Dans la deuxième catégorie, Gérer les ressources humaines et les relations interpersonnelles, pour la première question touchant les forces et les compétences des directions et directions adjointes de cinq ans et moins d’expérience, 339 unités de sens ont été recensées auprès de 22 directions et directions adjointes de cinq ans et moins d’expérience et 56 autres acteurs. Relations interpersonnelles entre la direction et les élèves, le personnel enseignant, les parents et la communauté ; Écoute des besoins des élèves, du personnel enseignant et des parents et Gestion participative représentent les trois sous-catégories les plus nommées : On est capable d’écouter les gens (directions et directions adjointes de cinq ans et moins d’expérience, Québec, 6f1.3) ; [Les directions et directions adjointes d’école possédant cinq ans et moins d’expérience ont] cet esprit de collaboration (professeurs d’université en administration scolaire, Manitoba, 4d2.1).

Pour la deuxième question, 195 unités provenant de près de 13 directions et directions adjointes de cinq ans et moins d’expérience et 54 autres acteurs ont été calculées.

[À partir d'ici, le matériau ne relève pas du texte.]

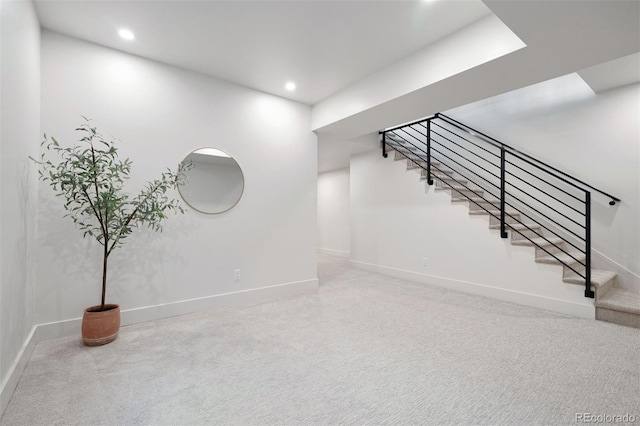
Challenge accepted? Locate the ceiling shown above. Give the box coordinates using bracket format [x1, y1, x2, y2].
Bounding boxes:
[33, 0, 640, 174]
[34, 0, 491, 106]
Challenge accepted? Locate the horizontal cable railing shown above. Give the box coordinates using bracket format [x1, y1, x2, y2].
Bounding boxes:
[380, 114, 621, 298]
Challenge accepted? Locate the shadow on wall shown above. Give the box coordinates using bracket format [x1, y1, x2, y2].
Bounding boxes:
[36, 186, 195, 318]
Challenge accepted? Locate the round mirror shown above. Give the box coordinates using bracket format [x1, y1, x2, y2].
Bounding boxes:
[178, 148, 244, 214]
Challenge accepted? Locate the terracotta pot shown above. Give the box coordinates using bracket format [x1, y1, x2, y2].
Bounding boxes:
[81, 304, 120, 346]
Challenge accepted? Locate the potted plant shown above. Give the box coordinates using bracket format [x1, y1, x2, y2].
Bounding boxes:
[32, 118, 188, 346]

Trois principales sous-catégories ont émergé : Communication avec les parents et les membres de la communauté et leur écoute ; Gestion des gens difficiles et les conflits et Supervision et évaluation du personnel enseignant : Le conseil d’établissement qui a des rôles et des pouvoirs [] ce n’est pas nécessairement facile (directions générales, Québec, 6a2.2) ; [] la relation interpersonnelle et communicationnelle avec les parents, ça crée des explosions (directions générales adjointes, Manitoba, 4b2.1) ; [] l’évaluation de mon personnel [] Je n’étais pas trop certain quoi faire (directions et directions adjointes de cinq ans et moins d’expérience, province de l’Ouest, 3f2.1) ; Les situations où il y a des conflits entre les membres du personnel (directions générales, Québec, 6a1.1). Les résultats selon les provinces sont présentés à la figure 2.

Figure 2

Proportion des nouvelles directions et des autres acteurs de l’éducation quant à leurs perceptions des habiletés développées (actuelles) et celles à développer (souhaitées) chez les directions et directions adjointes de cinq ans et moins d’expérience selon la catégorie 2 de la composante habiletés

-> Voir la liste des figures

À la troisième catégorie, Assurer la gestion administrative et organisationnelle, pour la première question, 161 unités de sens auprès de 24 directions et directions adjointes de cinq ans et moins d’expérience et 40 autres acteurs ont été codées. Les trois principales sous-catégories sont : Assumer le pouvoir en prenant les décisions, Gérer le quotidien et Gérer la discipline : Gérer toutes les crises [] de façon quotidienne (directions et directions adjointes de cinq ans et moins d’expérience, Ontario, 5f1.1) ; La gestion du comportement des élèves (directions et directions adjointes de cinq ans et moins d’expérience, province de l’Est, 9f1.1) ; Ce sont des gens qui sont capables de résoudre des problèmes (directions générales, province de l’Ouest, 1a2.1).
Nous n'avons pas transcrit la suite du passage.